Back in Moscow, the Russians offered their own version of the tour. Chelsea had bought Tommy Lawton for £14,000 in order to beat the Dynamos (Chelsea had indeed bought Lawton from Everton, but before they had ever heard of the Dynamos). George Allison fainted when Arsenal lost because he had made a big bet on them. He ordered the players to beat up Ronnie Rooke for not winning. "Outrageous," Allison burbled. "The Foreign Office should protest." A musical called Nineteen to Nine was presented in Moscow in which the British footballers were represented as fat capitalists (in 1945!).

The Dynamos' visit had some interesting and lasting social effects in Britain. For millions of workingmen there, many of them sympathetic to the Communist experiment, this exposure of Soviet man and manners was a deep disappointment. But the British also knew they had been taught a major lesson in football. The week following the Russians' departure. Queen's Park Rangers experimented with a multiball pregame warmup and with calisthenics. But British players, unlike the Russians, were not given special rations, and the effort so debilitated them that they lost 6-0.

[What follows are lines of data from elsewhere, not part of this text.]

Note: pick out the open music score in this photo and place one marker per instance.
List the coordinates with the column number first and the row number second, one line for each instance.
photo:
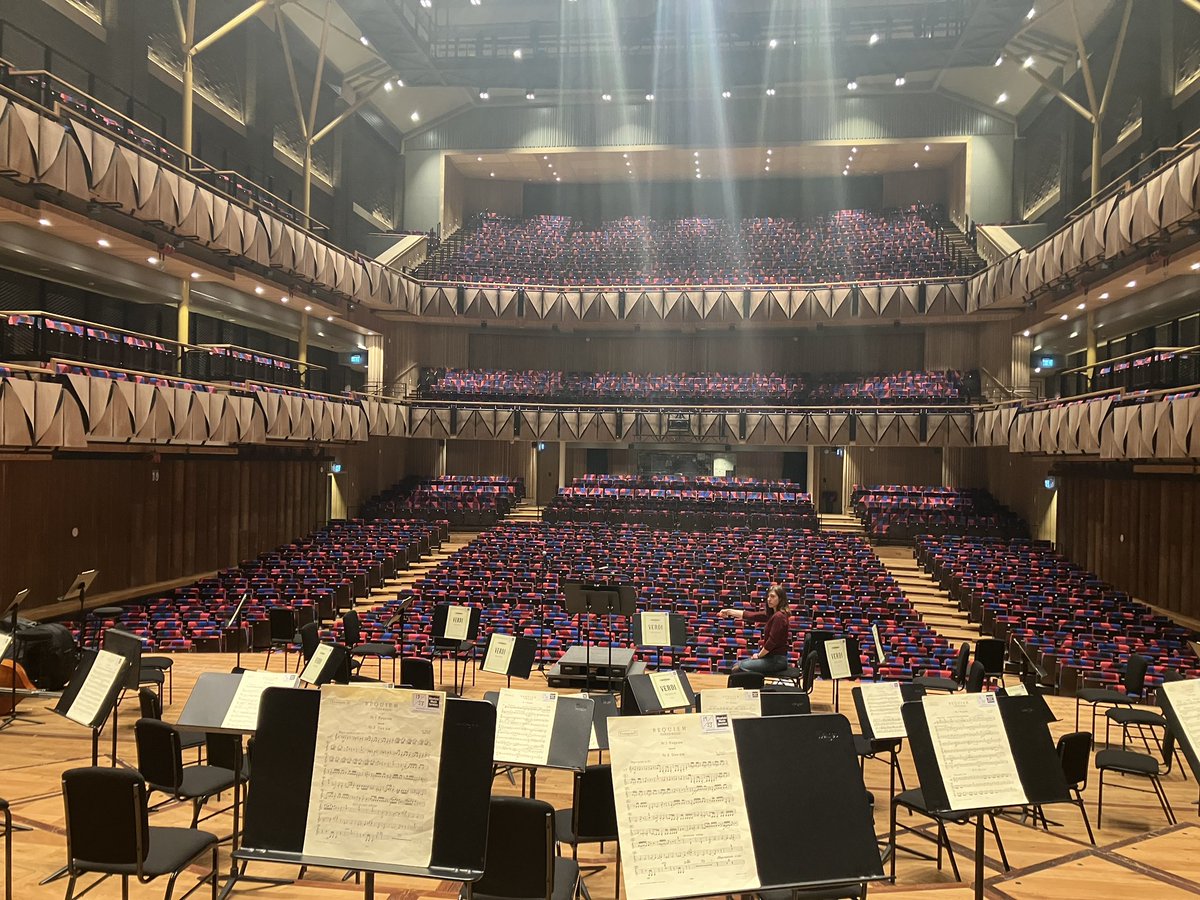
column 736, row 702
column 243, row 712
column 97, row 687
column 839, row 658
column 655, row 629
column 499, row 652
column 457, row 623
column 883, row 703
column 973, row 753
column 687, row 765
column 375, row 785
column 525, row 724
column 669, row 690
column 317, row 664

The tour was a watershed for European football, opening the game to international competition and new heights of spectator interest. Paradoxically, the country to benefit least was the Soviet Union. The '50s and '60s were the eras of the glorious Magyars and then of the stupendous all-white-clad players of Spain's Real Madrid. England won the World Cup in 1966, and Manchester United of England and the Celtics of Scotland have both won the European Cup. But through all these years the Russians have won nothing.